Die Bautätigkeit in Peru geht 2023 deutlich zurück. Für Hersteller ergeben sich mittelfristig Lieferchancen durch neue Infrastrukturprojekte und Krisenvorsorge.

Von Janosch Siepen | Bogotá

Markttrends

Die peruanische Baukammer Capeco schätzt, dass die Produktion des Sektors 2023 um rund 3 Prozent sinken wird. Das prognostizieren auch das peruanische Wirtschafts- und Finanzministerium und das spanische Kreditinstitut BBVA. Im 1. Halbjahr 2023 nahm die Bautätigkeit um 10 Prozent gegenüber dem Vorjahreszeitraum ab. Der Zementverbrauch ging im April im Vergleich zum Vorjahresmonat um 16,1 Prozent zurück, das ist der stärkste Einbruch seit Juni 2020.

Grund für die schlechten Aussichten sind unter anderem die schwachen Privatinvestitionen in Peru. Die Bruttoanlageinvestitionen sanken bereits im 1. Quartal 2023 um etwa ein Viertel gegenüber Ende 2022. Auch die Beschäftigung ging zurück.

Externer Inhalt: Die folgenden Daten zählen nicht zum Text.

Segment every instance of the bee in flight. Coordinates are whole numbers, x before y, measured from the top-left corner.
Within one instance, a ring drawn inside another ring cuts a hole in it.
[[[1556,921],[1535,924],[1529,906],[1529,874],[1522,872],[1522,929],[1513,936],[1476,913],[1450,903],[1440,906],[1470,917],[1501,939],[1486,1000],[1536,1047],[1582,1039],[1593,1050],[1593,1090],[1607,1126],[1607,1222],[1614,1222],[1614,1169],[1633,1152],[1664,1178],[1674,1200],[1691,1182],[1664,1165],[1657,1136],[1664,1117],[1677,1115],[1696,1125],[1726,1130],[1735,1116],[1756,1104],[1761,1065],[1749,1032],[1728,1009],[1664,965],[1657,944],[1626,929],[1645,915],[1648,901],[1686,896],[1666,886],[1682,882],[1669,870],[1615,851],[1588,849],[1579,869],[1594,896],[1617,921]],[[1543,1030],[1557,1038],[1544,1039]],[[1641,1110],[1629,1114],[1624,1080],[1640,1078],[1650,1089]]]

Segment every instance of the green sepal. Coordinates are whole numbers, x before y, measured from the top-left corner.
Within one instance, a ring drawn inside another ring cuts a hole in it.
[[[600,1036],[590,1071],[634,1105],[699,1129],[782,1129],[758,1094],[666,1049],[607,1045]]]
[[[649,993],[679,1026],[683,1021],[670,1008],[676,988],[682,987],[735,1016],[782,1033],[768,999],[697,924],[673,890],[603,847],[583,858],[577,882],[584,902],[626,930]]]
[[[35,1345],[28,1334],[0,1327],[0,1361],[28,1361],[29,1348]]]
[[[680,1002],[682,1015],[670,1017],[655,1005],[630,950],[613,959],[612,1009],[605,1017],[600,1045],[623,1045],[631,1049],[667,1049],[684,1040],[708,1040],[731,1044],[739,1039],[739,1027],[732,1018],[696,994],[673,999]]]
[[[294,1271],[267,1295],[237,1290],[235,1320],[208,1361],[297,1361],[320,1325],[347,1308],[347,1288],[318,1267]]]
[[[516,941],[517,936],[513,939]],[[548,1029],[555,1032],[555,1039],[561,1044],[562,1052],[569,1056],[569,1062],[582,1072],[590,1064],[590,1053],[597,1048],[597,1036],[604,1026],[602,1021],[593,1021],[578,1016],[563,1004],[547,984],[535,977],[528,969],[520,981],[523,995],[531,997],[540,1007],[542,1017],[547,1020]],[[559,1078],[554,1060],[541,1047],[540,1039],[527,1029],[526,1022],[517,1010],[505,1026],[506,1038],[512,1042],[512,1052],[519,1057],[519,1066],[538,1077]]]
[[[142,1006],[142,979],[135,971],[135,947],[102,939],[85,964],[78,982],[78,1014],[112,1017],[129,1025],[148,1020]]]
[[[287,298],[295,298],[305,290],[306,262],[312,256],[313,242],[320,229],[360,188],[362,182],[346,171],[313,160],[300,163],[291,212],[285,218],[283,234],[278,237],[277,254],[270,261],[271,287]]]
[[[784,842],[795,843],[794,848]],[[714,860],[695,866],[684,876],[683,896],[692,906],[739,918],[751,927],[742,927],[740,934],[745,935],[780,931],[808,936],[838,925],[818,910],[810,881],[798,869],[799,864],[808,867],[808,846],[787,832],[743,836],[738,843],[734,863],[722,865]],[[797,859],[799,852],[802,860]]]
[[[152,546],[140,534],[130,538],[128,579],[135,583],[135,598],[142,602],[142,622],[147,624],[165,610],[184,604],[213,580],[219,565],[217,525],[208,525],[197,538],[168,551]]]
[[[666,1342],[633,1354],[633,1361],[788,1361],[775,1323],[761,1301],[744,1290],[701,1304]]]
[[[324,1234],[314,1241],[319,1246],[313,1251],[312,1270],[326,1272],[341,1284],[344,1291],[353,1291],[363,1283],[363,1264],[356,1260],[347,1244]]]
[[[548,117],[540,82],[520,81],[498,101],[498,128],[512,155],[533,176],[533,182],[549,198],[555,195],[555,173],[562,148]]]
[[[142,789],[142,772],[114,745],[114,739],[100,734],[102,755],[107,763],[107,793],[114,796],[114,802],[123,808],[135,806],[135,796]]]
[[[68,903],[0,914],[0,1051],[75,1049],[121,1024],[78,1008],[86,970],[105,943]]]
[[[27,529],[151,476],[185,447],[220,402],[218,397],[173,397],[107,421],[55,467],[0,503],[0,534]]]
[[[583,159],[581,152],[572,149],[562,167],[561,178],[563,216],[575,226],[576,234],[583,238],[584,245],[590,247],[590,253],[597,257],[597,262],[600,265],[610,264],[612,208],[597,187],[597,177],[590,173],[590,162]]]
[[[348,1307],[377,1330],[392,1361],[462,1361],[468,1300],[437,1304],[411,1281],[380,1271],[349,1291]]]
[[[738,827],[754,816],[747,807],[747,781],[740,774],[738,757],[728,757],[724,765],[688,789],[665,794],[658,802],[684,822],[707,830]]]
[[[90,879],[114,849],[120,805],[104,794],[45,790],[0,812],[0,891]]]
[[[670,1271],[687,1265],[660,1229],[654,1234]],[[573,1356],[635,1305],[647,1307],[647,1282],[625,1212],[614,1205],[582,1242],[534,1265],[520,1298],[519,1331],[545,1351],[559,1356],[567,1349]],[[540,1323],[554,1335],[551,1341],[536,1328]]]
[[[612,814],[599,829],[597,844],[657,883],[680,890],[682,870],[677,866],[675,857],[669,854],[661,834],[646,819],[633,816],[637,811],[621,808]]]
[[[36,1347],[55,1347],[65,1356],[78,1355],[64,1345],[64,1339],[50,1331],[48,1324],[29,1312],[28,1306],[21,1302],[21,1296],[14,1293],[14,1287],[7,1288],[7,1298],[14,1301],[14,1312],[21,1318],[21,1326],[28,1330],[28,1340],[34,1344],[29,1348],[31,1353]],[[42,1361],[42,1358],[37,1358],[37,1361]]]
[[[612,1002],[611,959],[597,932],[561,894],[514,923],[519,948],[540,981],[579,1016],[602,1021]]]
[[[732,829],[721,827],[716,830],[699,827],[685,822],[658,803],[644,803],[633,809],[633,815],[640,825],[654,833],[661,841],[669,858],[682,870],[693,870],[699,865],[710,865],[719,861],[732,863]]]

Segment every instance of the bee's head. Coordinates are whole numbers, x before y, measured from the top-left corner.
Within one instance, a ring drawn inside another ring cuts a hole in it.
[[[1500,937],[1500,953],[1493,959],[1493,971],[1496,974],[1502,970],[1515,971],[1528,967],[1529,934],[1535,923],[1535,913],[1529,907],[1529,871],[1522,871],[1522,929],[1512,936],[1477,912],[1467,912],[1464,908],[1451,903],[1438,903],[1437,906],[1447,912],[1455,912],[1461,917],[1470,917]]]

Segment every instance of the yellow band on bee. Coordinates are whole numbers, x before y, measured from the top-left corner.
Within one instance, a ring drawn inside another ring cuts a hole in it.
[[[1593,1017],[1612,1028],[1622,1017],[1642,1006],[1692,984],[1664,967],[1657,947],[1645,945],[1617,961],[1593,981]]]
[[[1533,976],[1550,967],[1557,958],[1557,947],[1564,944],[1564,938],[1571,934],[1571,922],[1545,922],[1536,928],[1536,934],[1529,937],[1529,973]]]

Die gedämpfte Konjunktur, soziale Proteste und starke Regenfälle haben die Nachfrage in der peruanischen Bauwirtschaft einbrechen lassen. Zudem setzt die Regierung öffentliche Aufträge zu langsam um. Auch die Armut innerhalb der peruanischen Bevölkerung steigt. Aufgrund der sinkenden Kaufkraft können sich die Menschen die hohen Zementpreise kaum noch leisten. 

Für 2024 werden allerdings bessere Zahlen erwartet. BBVA schätzt für 2024 ein Wachstum der Bauwirtschaft um 1,7 Prozent. Die peruanische Zentralbank geht von 3,2 Prozent aus und das Wirtschafts- und Finanzministerium rechnet mit 3 Prozent. 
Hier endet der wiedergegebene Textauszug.